JAKARTA, informasiterpercaya.com || KOMISI XI DPR RI menyepakati Slamet Eddy Purnomo sebagai anggota Badan Pemeriksa Keuangan (BPK) terpilih tahun 2023-2028.
Slamet mengantongi suara terbanyak di antara calon lainnya pascapemungutan suara setelah rangkaian uji kelayakan dan kepatutan.
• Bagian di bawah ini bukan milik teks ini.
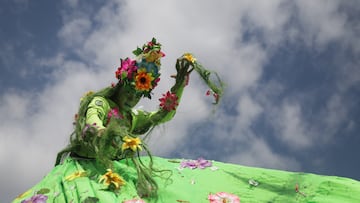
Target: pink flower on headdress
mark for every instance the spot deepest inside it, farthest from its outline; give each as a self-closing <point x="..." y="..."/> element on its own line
<point x="169" y="101"/>
<point x="128" y="67"/>
<point x="222" y="197"/>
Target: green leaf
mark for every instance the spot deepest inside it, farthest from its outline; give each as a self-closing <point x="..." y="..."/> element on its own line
<point x="90" y="200"/>
<point x="43" y="191"/>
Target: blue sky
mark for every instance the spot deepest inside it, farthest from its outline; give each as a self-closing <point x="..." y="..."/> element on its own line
<point x="291" y="70"/>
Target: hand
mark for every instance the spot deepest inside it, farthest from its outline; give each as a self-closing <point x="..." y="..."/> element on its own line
<point x="183" y="71"/>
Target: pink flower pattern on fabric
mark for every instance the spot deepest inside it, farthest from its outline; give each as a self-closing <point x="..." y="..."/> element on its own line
<point x="199" y="163"/>
<point x="223" y="197"/>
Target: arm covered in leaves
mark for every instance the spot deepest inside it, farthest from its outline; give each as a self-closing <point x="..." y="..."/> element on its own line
<point x="143" y="121"/>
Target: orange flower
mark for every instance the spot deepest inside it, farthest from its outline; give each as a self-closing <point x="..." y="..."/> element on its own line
<point x="143" y="80"/>
<point x="189" y="57"/>
<point x="132" y="143"/>
<point x="112" y="178"/>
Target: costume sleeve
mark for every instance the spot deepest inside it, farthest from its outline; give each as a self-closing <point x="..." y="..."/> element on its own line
<point x="97" y="112"/>
<point x="142" y="121"/>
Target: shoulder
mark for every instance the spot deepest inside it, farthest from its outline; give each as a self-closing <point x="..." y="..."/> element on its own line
<point x="99" y="101"/>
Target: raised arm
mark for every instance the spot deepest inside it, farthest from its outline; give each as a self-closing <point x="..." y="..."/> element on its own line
<point x="143" y="121"/>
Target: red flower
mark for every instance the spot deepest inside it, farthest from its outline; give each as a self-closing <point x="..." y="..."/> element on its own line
<point x="169" y="101"/>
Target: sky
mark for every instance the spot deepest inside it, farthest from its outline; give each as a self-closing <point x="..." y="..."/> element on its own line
<point x="291" y="70"/>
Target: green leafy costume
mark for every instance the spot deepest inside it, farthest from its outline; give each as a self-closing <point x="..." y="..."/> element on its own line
<point x="102" y="163"/>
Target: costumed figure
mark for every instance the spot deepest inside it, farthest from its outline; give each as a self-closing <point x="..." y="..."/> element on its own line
<point x="107" y="128"/>
<point x="108" y="160"/>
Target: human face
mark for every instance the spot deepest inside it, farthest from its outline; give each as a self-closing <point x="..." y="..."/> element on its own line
<point x="128" y="99"/>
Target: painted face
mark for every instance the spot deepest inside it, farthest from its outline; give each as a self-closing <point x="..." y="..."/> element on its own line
<point x="128" y="99"/>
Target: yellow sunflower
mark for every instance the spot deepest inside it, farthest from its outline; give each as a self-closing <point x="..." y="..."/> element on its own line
<point x="189" y="57"/>
<point x="143" y="80"/>
<point x="75" y="175"/>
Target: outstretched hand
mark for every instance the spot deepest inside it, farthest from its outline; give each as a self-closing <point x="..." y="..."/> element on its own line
<point x="183" y="67"/>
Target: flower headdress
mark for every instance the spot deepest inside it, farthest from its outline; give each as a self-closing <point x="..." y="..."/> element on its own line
<point x="141" y="75"/>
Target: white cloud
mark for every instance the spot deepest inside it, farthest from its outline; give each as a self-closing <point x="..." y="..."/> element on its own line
<point x="212" y="31"/>
<point x="291" y="127"/>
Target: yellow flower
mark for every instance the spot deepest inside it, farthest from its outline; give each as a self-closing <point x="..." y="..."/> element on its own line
<point x="132" y="143"/>
<point x="75" y="175"/>
<point x="143" y="80"/>
<point x="189" y="57"/>
<point x="87" y="94"/>
<point x="112" y="178"/>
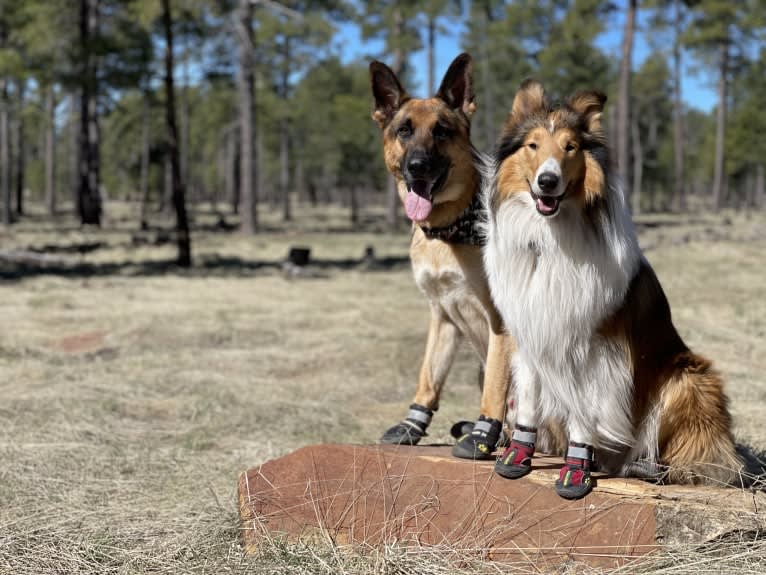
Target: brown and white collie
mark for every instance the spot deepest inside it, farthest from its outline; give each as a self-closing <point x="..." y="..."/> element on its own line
<point x="596" y="345"/>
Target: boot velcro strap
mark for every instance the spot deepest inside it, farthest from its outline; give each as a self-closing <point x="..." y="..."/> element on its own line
<point x="482" y="428"/>
<point x="580" y="451"/>
<point x="420" y="416"/>
<point x="524" y="436"/>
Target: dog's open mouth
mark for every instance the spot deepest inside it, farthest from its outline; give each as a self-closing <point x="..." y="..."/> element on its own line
<point x="420" y="194"/>
<point x="547" y="205"/>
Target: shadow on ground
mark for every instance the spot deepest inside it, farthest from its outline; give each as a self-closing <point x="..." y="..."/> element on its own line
<point x="21" y="268"/>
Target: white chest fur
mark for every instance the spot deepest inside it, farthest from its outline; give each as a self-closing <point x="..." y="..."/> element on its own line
<point x="554" y="282"/>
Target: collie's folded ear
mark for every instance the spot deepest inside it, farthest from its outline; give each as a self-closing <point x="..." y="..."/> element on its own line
<point x="388" y="92"/>
<point x="589" y="105"/>
<point x="529" y="100"/>
<point x="457" y="86"/>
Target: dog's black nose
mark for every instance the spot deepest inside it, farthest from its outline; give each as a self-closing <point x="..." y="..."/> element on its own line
<point x="418" y="165"/>
<point x="547" y="181"/>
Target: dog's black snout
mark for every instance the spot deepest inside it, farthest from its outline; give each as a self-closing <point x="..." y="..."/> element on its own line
<point x="547" y="181"/>
<point x="418" y="165"/>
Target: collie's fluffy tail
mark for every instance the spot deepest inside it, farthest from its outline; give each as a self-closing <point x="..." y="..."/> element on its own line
<point x="695" y="438"/>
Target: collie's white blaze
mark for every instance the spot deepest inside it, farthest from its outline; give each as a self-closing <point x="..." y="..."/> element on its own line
<point x="551" y="165"/>
<point x="554" y="282"/>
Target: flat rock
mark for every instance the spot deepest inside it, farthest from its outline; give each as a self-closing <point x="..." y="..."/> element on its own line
<point x="380" y="495"/>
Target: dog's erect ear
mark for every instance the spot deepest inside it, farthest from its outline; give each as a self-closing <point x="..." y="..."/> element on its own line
<point x="457" y="86"/>
<point x="589" y="105"/>
<point x="529" y="100"/>
<point x="388" y="92"/>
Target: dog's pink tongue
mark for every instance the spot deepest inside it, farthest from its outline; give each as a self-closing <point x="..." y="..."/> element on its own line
<point x="417" y="207"/>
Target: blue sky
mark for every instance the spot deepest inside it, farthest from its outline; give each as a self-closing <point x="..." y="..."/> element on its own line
<point x="697" y="88"/>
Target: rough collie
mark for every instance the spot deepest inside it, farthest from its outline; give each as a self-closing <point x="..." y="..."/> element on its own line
<point x="596" y="345"/>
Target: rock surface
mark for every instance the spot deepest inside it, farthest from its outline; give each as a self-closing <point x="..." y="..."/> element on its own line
<point x="381" y="495"/>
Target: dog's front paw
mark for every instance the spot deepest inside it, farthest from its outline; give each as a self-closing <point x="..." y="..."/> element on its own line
<point x="481" y="441"/>
<point x="410" y="430"/>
Nantinya Slamet akan menggantikan tugas Agus Joko Pramono yang akan berakhir Agustus mendatang.
“Dengan ini Slamet Edy Purnomo sebagai anggota BPK terpilih 2023-2028. Untuk itu akan kita tindak lanjuti dengan surat kepada pimpinan DPR, kepada ketua DPR untuk dikirimkan namanya kepada presiden,” ujar Ketua Komisi XI DPR RI, Kahar Muzakir Ruangan Komisi XI DPR RI, Jakarta Rabu (31/5) malam.
Komisi XI telah melakukan uji kelayakan dan kepatutan kepada 12 calon anggota BPK, dalam tiga hari berturut-turut sejak Senin (29/5) hingga Rabu (31/5).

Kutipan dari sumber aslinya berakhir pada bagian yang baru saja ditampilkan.